* HKEx offers new shares at discount of up to 7 pct to Thursday's close
* Two more hurdles for HKEx proposed $2.2 bln LME purchase
* Deal expected to become effective around Dec. 6
By Fiona Lau and Denny Thomas
HONG KONG, Nov 29 Hong Kong Exchanges and Clearing Ltd is raising about $800 million to fund its takeover of the London Metal Exchange (LME), tapping equity markets minutes after receiving approval on Thursday from Britain's Financial Services Authority for the acquisition.
The proposed $2.2 billion takeover of the LME marks the biggest foray for HKEx, the world's No.2 exchange operator by market value, as it looks to expand beyond its traditional business in stock trading.
Approval from the British regulator leaves HKEx with only two more hurdles to closing the transaction. HKEx said in a securities filing a court hearing to approve the deal and confirm capital reduction were expected on Dec. 5, after which it would become unconditional and take effect the next day.
To fund part of the acquisition, HKEx is offering new shares in a range of HK$116.1-HK$119 each, IFR, a Thomson Reuters publication, reported, citing a term sheet of the deal. The price is equivalent to a discount of up to 7 percent to Thursday's close of HK$124.80.
Deutsche Bank AG, HSBC, UBS AG were hired to manage the share sale, IFR added.
The acquisition has been hailed by HKEx Chief Executive Charles Li as "transformational", giving the Hong Kong bourse operator access to the 135-year-old LME, where trading of copper, aluminium, nickel and other metals is still conducted with arcane hand gestures and screaming traders.
Li, the former JPMorgan China chairman, said last month he wants to expand the LME's product offering beyond base metals to iron ore, coking coal and iron ore shipping.
Another ambition will be opening LME warehousing in China, the world's top consumer of copper, which Li hopes will be achieved in the context of China's efforts to open its capital markets, including paving the way for international use of the renminbi currency.

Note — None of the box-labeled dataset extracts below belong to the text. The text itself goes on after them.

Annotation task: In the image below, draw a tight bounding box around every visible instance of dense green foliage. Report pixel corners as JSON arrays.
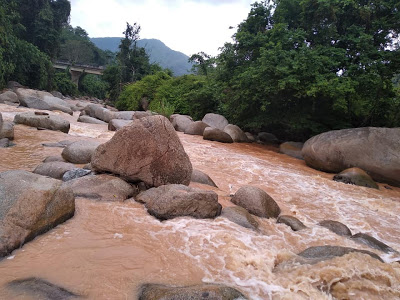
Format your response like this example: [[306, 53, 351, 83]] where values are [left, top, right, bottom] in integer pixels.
[[215, 0, 400, 139], [0, 0, 70, 89], [91, 37, 192, 76]]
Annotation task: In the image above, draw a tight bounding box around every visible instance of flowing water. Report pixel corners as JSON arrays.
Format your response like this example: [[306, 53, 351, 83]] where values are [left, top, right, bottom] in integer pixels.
[[0, 104, 400, 299]]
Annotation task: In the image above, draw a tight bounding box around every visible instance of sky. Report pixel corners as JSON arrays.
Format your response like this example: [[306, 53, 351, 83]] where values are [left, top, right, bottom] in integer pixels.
[[70, 0, 256, 56]]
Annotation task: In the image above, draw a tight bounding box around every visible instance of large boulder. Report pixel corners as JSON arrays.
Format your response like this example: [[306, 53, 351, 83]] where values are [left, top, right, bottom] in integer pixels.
[[78, 115, 107, 125], [190, 169, 218, 187], [0, 91, 19, 104], [65, 174, 135, 201], [84, 104, 114, 123], [231, 186, 281, 218], [61, 140, 100, 164], [136, 184, 222, 220], [92, 116, 192, 186], [221, 206, 258, 230], [202, 113, 229, 130], [302, 127, 400, 186], [33, 161, 76, 179], [279, 142, 304, 159], [333, 168, 379, 189], [170, 114, 193, 132], [185, 121, 210, 136], [137, 284, 247, 300], [14, 112, 70, 133], [224, 124, 249, 143], [0, 170, 75, 257], [203, 127, 233, 143], [6, 277, 80, 300], [16, 88, 72, 115], [108, 119, 132, 131]]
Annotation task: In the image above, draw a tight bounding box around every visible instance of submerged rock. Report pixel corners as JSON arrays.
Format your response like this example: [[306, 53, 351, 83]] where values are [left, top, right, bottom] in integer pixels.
[[276, 215, 307, 231], [318, 220, 351, 236], [298, 246, 383, 264], [6, 277, 80, 300], [0, 170, 75, 257], [202, 113, 229, 130], [190, 169, 218, 188], [224, 124, 249, 143], [203, 127, 233, 143], [136, 184, 222, 220], [92, 116, 192, 186], [333, 168, 379, 189], [302, 127, 400, 186], [138, 284, 247, 300], [65, 174, 135, 201], [14, 112, 70, 133], [231, 186, 281, 218], [351, 233, 397, 253], [61, 140, 100, 164], [221, 206, 258, 230]]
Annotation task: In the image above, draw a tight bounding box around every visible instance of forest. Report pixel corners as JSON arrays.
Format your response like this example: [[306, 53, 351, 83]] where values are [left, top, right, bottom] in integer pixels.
[[0, 0, 400, 141]]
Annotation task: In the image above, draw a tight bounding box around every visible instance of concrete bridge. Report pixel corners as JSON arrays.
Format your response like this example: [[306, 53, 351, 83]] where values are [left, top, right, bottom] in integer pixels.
[[53, 60, 105, 85]]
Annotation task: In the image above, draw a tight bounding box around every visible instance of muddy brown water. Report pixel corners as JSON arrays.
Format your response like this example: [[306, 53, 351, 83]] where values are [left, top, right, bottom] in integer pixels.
[[0, 104, 400, 299]]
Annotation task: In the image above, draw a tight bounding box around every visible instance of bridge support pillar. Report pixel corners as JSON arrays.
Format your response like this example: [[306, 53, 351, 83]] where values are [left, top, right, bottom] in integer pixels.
[[69, 70, 83, 85]]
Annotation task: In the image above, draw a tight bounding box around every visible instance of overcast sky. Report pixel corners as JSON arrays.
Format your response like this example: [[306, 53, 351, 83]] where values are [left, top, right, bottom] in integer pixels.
[[71, 0, 256, 55]]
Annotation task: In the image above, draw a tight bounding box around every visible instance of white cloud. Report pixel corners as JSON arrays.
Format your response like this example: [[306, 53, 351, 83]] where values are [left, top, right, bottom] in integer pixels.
[[71, 0, 255, 55]]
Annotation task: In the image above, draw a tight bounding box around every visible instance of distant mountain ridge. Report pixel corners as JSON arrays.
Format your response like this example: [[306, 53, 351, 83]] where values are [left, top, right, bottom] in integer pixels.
[[90, 37, 192, 76]]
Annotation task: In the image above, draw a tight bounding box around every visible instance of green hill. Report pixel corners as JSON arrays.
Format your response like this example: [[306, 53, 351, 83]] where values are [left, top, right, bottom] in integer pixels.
[[91, 37, 192, 76]]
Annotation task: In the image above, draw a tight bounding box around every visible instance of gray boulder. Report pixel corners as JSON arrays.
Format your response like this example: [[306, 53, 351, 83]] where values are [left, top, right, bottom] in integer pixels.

He has acknowledged that metals warehousing was a thorny issue and that he wanted to "get his arms" around a problem that has dogged the LME in recent years.
LME regulations allow companies operating warehouses in the global network registered by the exchange to release only a fraction of their inventories each day.
This, along with financing deals, results in long queues for metal and an artificial tightness in immediate supply that has pushed up premiums, the amount paid above the spot price to secure physical delivery, infuriating metals consumers.
On the 135-year old institution's structure Li has said a new users committee will be created, involving senior figures from the manufacturing sector including fabricators.
That committee will report directly to the new LME board, which should come into effect next week, depending on the final two hurdles.
"Of course I'm nostalgic about this changing. But we close one door and open another one, a very exciting one," said Sucden Financial Chief Executive Michael Overlander, who began his career on the LME in 1971, and joined Sucden two years later.
"This is a win win situation for everybody. The shareholders have been dealt with very fairly, all the employees of the exchange have been looked after and a new era is starting," said Overlander, who will step down as an LME board member, as will the other industry practitioner board members.
The new LME board will comprise five directors, including one executive director and four non-executive directors. Two of the non-executive directors, including the chairman, will be independent and two will be current senior HKEx management.
The five directors will also sit on the board of LME Limited, which will remain a recognised investment exchange based in London and supervised by the FSA.
Some analysts had voiced concern HKEx may be over-paying for the LME, which made a net profit of just 7.7 million pounds last year due to the constrained-profit model treasured by the metals plants and traders who make up the smaller shareholders.
Concerns about the big price tag had weighed on the company's share price earlier this year, but they have risen around 24 percent since early September, outperforming a 14 percent rise in the benchmark Hang Seng share index.
HKEx stock ended up 0.4 percent at HK$124,800.